Well, last Friday came and went and the first official Camp Musicuentos is a wrap! I had the great privilege of working with 20 outstanding teachers from across my own region and even beyond – I was joined by teachers from Kentucky, Ohio, Tennessee, Indiana, Illinois, Wisconsin, Pennsylvania, Missouri, and Virginia!
Our learning, for you
First, let me share with you the Camp Musicuentos wikispace, where we were learning and sharing during the event. On this wikispace, you’ll find:
- Resources to help you develop and plan your curriculum for next year, including an editable version of my performance assessment rubric (it looks ugly in Google Drive but should open nicely for editing in Word).
- Two templates: One to help you set proficiency goals for your program and another to help you plan the whole year
- A list of the units and their goals I would teach at levels 1, 2, 3, 4, AP, and Spanish for Heritage Speakers. Included is a sample integrated performance assessment for the first part of Level 1 based on the goals for the first two chapters of Descubre.
- The curriculum maps that many of the teachers present at the event worked on and uploaded. They are in varying stages of development depending on where everyone got to.
I’ve gotten some great suggestions from readers via email, Twitter, and Facebook, and a lot of helpful constructive feedback from attendees via my post-survey, and my mind is spinning with what to do with Camp Musicuentos next year. Here are some ideas going through my head:
- Several readers have asked for an online version or webinar. I’m still trying to wrap my mind around how to do this and frankly, not having a lot of success. I don’t have a lot of experience with webinars.

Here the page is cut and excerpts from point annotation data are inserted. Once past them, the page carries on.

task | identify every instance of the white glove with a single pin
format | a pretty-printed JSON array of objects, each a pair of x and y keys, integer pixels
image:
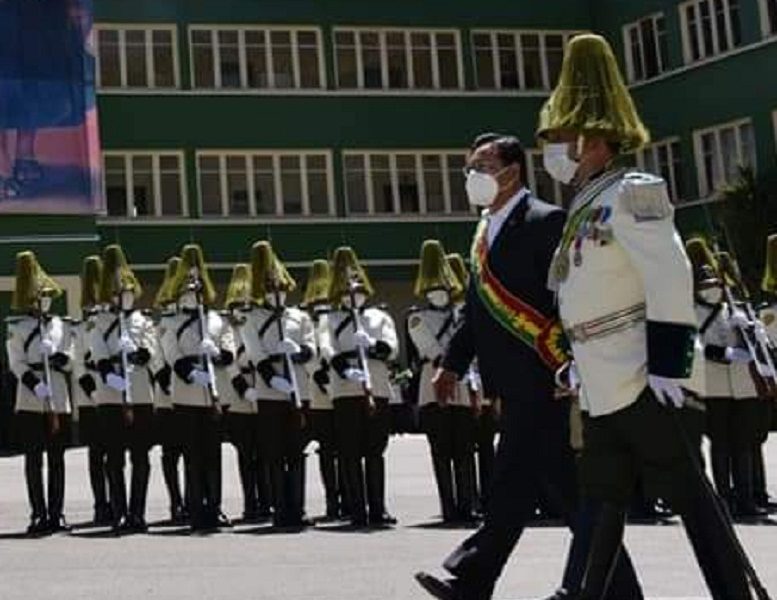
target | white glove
[
  {"x": 126, "y": 345},
  {"x": 737, "y": 355},
  {"x": 281, "y": 384},
  {"x": 42, "y": 391},
  {"x": 116, "y": 382},
  {"x": 209, "y": 348},
  {"x": 251, "y": 395},
  {"x": 288, "y": 347},
  {"x": 201, "y": 378},
  {"x": 47, "y": 347},
  {"x": 356, "y": 375},
  {"x": 363, "y": 340},
  {"x": 667, "y": 391}
]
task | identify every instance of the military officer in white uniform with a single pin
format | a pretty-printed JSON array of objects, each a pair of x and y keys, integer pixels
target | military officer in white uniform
[
  {"x": 124, "y": 346},
  {"x": 39, "y": 350},
  {"x": 279, "y": 343},
  {"x": 192, "y": 344},
  {"x": 322, "y": 424},
  {"x": 360, "y": 388},
  {"x": 625, "y": 294},
  {"x": 84, "y": 386},
  {"x": 450, "y": 429}
]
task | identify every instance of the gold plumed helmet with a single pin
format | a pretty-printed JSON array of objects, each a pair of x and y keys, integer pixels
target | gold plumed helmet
[
  {"x": 32, "y": 283},
  {"x": 345, "y": 268},
  {"x": 459, "y": 268},
  {"x": 164, "y": 295},
  {"x": 239, "y": 288},
  {"x": 434, "y": 273},
  {"x": 268, "y": 272},
  {"x": 703, "y": 263},
  {"x": 319, "y": 280},
  {"x": 192, "y": 269},
  {"x": 769, "y": 282},
  {"x": 117, "y": 276},
  {"x": 592, "y": 98},
  {"x": 91, "y": 277}
]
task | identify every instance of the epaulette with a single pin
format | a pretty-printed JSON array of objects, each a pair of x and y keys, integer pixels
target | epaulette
[{"x": 645, "y": 196}]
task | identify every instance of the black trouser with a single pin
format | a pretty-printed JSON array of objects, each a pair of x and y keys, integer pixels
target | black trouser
[
  {"x": 533, "y": 455},
  {"x": 451, "y": 431},
  {"x": 362, "y": 438},
  {"x": 281, "y": 439},
  {"x": 136, "y": 434},
  {"x": 649, "y": 440},
  {"x": 201, "y": 434},
  {"x": 35, "y": 436}
]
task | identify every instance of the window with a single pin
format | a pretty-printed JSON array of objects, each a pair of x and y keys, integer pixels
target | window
[
  {"x": 255, "y": 183},
  {"x": 543, "y": 185},
  {"x": 144, "y": 184},
  {"x": 769, "y": 17},
  {"x": 256, "y": 58},
  {"x": 647, "y": 54},
  {"x": 518, "y": 60},
  {"x": 405, "y": 182},
  {"x": 663, "y": 158},
  {"x": 137, "y": 56},
  {"x": 397, "y": 59},
  {"x": 710, "y": 27},
  {"x": 720, "y": 152}
]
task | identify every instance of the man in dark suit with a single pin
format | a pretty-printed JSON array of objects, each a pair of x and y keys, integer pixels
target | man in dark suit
[{"x": 510, "y": 325}]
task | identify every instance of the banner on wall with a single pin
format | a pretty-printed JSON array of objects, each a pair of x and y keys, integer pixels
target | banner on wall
[{"x": 49, "y": 142}]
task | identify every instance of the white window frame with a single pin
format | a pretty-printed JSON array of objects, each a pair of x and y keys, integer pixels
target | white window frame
[
  {"x": 699, "y": 33},
  {"x": 674, "y": 192},
  {"x": 662, "y": 68},
  {"x": 156, "y": 171},
  {"x": 566, "y": 35},
  {"x": 148, "y": 28},
  {"x": 384, "y": 76},
  {"x": 275, "y": 155},
  {"x": 241, "y": 30},
  {"x": 418, "y": 154},
  {"x": 704, "y": 191}
]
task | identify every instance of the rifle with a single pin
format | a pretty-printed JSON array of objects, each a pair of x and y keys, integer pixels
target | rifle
[{"x": 364, "y": 365}]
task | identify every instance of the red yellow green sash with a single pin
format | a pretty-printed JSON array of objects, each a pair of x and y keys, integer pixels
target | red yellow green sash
[{"x": 522, "y": 320}]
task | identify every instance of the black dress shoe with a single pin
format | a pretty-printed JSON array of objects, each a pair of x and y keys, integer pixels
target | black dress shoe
[{"x": 439, "y": 588}]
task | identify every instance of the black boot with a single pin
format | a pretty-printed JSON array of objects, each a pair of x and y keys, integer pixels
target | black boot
[
  {"x": 444, "y": 479},
  {"x": 328, "y": 469},
  {"x": 464, "y": 467},
  {"x": 376, "y": 492},
  {"x": 604, "y": 551},
  {"x": 33, "y": 476}
]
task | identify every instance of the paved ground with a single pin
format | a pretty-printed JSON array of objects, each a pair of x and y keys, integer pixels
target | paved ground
[{"x": 324, "y": 564}]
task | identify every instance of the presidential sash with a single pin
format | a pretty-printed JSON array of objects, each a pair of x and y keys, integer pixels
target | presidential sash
[{"x": 545, "y": 336}]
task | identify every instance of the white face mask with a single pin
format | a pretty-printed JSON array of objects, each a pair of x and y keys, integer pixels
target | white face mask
[
  {"x": 555, "y": 158},
  {"x": 438, "y": 298},
  {"x": 271, "y": 299},
  {"x": 713, "y": 295}
]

- There is a strong possibility for multiple locations next year. I plan to run Camp Musicuentos at least once here in Louisville and once also in the Northeast, likely in Warwick, Rhode Island. Other options feasible for me would be central Texas and northern Florida; I’ve also had some interest expressed for California and that’s more difficult but also something for me to think about. In short, I’m seriously planning for one location other than Louisville next year and we’ll see what happens from there (and what I hear from you).
- Several teachers who attended asked for more structure and I think I understand what they needed – but I don’t think I can give it unless we divide the event by level. So I think for next year I should offer a Camp Musicuentos Novice and Camp Musicuentos Intermediate Plus (which is what I meant by “at least once” in Louisville).
- Many of us got the impression that one nine-hour day was at the same time too intense and too short. I’m considering offering two seven- or eight-hour days instead. That way we could stay focused better and also accomplish more in terms of preparing you for the next school year. Having two days would double the cost on my end and might make the workshop prohibitively expensive, so if I pursue the two-day idea I’d like to have the days themed so teachers could still attend one day or the other without it emptying those deep pockets we all know teachers have.
Please, let me know what you think about the resources available on the wikispace and any ideas or suggestions you might have. I hope to see you at a Camp Musicuentos someday soon!